Lately, there has been a site called Pinterest that has skyrocketed in popularity. The basic concept behind Pinterest is an online pinboard; a virtual space for sharing images from all over the web based on specific themes. It’s a way to discover new ideas and get inspired. People use it for home remodeling, wedding planning, arts and crafts, cooking recipes, and any other theme that allows creativity, innovation, and fun.
Is this something that government can use to engage their citizens? I think there are some agencies that could benefit from sharing ideas for very specific themes. Too many times I come across government photosharing sites and see things like buildings, agency heads accepting awards, historical landmarks, or office parties. Unfortunately, most citizens don’t find that particularly interesting. But what if we had a site that allowed us to share content worth a thousand words to reach a specific target, such as…

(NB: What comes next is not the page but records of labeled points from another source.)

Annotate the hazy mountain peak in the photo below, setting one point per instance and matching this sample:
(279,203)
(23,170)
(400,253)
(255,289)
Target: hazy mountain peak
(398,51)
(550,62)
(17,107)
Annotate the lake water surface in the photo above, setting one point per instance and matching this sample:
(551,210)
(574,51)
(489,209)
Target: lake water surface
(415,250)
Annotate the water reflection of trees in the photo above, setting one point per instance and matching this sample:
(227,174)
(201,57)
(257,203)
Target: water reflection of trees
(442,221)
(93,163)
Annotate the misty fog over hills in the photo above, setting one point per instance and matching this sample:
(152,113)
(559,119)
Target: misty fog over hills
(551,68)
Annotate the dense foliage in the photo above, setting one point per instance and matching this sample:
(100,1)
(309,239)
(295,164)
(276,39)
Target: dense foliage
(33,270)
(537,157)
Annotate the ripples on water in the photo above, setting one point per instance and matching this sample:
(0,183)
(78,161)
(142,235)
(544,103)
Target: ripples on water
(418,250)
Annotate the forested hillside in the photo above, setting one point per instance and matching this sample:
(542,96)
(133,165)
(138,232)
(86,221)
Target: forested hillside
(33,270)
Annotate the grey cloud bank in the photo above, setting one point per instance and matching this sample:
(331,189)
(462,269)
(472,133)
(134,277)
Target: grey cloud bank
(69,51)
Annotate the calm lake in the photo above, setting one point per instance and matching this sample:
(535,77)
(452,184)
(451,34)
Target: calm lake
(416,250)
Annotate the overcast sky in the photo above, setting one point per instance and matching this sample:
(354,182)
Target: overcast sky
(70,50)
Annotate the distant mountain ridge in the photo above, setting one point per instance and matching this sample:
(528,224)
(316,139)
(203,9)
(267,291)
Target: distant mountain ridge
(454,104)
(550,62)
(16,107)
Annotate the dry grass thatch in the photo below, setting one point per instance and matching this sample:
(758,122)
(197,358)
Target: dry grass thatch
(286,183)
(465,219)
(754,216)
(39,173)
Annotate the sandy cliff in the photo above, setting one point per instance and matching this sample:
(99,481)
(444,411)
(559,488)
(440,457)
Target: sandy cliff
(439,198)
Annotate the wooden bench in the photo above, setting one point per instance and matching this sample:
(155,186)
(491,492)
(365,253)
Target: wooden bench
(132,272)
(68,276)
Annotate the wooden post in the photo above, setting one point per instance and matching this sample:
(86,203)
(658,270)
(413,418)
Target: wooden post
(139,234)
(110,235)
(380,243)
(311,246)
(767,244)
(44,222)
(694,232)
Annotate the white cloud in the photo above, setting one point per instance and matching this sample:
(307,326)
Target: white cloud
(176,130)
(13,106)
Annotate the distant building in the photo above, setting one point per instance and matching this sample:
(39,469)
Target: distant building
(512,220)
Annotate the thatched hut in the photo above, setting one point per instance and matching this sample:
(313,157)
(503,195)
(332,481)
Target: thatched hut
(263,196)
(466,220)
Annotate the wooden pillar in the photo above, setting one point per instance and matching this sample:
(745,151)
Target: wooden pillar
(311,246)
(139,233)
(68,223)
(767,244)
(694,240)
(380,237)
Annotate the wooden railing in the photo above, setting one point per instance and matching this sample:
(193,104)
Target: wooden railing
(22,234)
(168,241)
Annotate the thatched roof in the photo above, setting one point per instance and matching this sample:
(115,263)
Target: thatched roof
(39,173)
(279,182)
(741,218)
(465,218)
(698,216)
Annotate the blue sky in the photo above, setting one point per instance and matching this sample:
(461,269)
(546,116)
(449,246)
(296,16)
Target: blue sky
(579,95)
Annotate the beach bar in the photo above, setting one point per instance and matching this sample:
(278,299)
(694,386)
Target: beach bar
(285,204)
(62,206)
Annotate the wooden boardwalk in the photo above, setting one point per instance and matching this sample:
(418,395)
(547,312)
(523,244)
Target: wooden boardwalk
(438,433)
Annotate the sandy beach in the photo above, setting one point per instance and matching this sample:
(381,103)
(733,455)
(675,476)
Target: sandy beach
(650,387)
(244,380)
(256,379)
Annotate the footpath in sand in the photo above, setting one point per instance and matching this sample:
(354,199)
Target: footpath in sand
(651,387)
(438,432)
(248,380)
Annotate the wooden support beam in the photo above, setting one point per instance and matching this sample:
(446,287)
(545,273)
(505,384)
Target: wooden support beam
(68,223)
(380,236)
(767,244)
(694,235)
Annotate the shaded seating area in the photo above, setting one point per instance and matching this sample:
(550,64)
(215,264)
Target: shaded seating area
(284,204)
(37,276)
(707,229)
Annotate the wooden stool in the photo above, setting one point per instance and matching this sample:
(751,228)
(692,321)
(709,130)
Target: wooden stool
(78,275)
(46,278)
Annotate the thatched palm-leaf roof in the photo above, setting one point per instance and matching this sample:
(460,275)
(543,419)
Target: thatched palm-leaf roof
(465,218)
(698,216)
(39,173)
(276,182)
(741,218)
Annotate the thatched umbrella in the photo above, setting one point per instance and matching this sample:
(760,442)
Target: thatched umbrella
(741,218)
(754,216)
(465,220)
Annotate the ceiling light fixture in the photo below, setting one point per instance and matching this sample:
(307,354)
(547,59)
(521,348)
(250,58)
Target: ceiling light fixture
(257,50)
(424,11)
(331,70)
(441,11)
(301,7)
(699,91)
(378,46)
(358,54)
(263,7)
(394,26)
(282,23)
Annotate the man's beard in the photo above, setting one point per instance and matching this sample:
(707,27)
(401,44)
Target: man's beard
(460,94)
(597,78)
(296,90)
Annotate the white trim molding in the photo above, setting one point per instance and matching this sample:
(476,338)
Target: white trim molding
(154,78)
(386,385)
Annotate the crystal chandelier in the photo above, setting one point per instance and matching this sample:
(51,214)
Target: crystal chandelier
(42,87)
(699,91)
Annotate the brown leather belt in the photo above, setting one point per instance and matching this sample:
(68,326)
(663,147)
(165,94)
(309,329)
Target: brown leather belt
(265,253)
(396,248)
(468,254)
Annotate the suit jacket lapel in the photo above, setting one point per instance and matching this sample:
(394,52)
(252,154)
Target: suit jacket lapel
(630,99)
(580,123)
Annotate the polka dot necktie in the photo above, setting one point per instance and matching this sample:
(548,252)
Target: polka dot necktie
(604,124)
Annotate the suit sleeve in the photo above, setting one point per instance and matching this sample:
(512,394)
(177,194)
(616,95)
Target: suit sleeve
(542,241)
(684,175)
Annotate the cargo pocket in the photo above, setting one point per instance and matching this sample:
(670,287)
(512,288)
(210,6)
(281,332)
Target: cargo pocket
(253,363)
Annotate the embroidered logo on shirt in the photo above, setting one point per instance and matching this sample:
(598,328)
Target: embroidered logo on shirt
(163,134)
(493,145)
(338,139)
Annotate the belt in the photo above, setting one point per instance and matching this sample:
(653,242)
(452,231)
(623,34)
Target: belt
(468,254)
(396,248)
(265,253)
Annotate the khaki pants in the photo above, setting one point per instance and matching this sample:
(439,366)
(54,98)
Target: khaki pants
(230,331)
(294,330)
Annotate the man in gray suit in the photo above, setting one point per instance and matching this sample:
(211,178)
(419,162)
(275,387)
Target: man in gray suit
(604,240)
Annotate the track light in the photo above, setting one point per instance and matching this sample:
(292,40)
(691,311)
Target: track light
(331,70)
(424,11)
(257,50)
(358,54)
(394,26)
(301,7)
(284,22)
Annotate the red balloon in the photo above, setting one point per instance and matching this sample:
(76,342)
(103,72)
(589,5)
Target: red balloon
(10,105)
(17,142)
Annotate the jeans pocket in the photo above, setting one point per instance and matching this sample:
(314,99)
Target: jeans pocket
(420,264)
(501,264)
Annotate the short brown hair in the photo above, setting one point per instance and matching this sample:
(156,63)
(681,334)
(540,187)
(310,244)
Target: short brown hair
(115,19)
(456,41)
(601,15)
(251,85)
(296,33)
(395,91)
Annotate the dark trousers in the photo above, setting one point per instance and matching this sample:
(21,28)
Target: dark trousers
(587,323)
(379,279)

Designing new buildings: wouldn’t it be great if citizens had a chance to suggest ideas for the design of new buildings? There are so many innovative architectural designs all over the web. Why not let the citizens share some of their favorites with you.
Being more green: There are so many ways to be more green at the office without having to spend a lot of money. Ways to create heat, enhance natural lighting, simple redesigns to increase space, creative ways to reuse waste, etc.
Redesigning websites: Many agencies are looking to refresh their official website. Get fresh ideas from the community on what they like to see. After all, they’re the ones that have to use it.
Decorating public spaces: Share ideas for decorating parks, making improvements, or finding new ways for celebrations like holidays and parades
Integrating art from schools: Kids make the most inspiration and endearing art. Why not find ways to creatively showcase them in our public buildings?
Designing new marketing materials: How often does government spend on pamphlets, posters, and flyers that look unattractive and boring? Get design ideas that would make a stronger impression on your audience
Granted, Pinterest has its limitations, since it wasn’t designed for organizations to solicit ideas from others as much as it is to show off what you find on your own. But there is a collaboration feature that government could turn on to invite others to create content. Or just instruct citizens to mention you when they come across something related to your pinboard.
Either way, it’s a great way to be inspired, discover new ideas, and build relationships.
Keep in mind that as government, we have to be extra careful with areas such as accessibility, record retention, terms of service, and others. Make sure your agency is covered in these areas before you get started.
Overall, I think there are many public agencies that can use Pinterest as a powerful business tool. Yes, there will be some that sigh at the notion of jumping on yet another social networking site (“last year you told us to get on this site; what a big waste of time that turned out to be”). Chances are, many agencies will try and get little to no response. But if you have a business reason to try it out, why not give it a shot?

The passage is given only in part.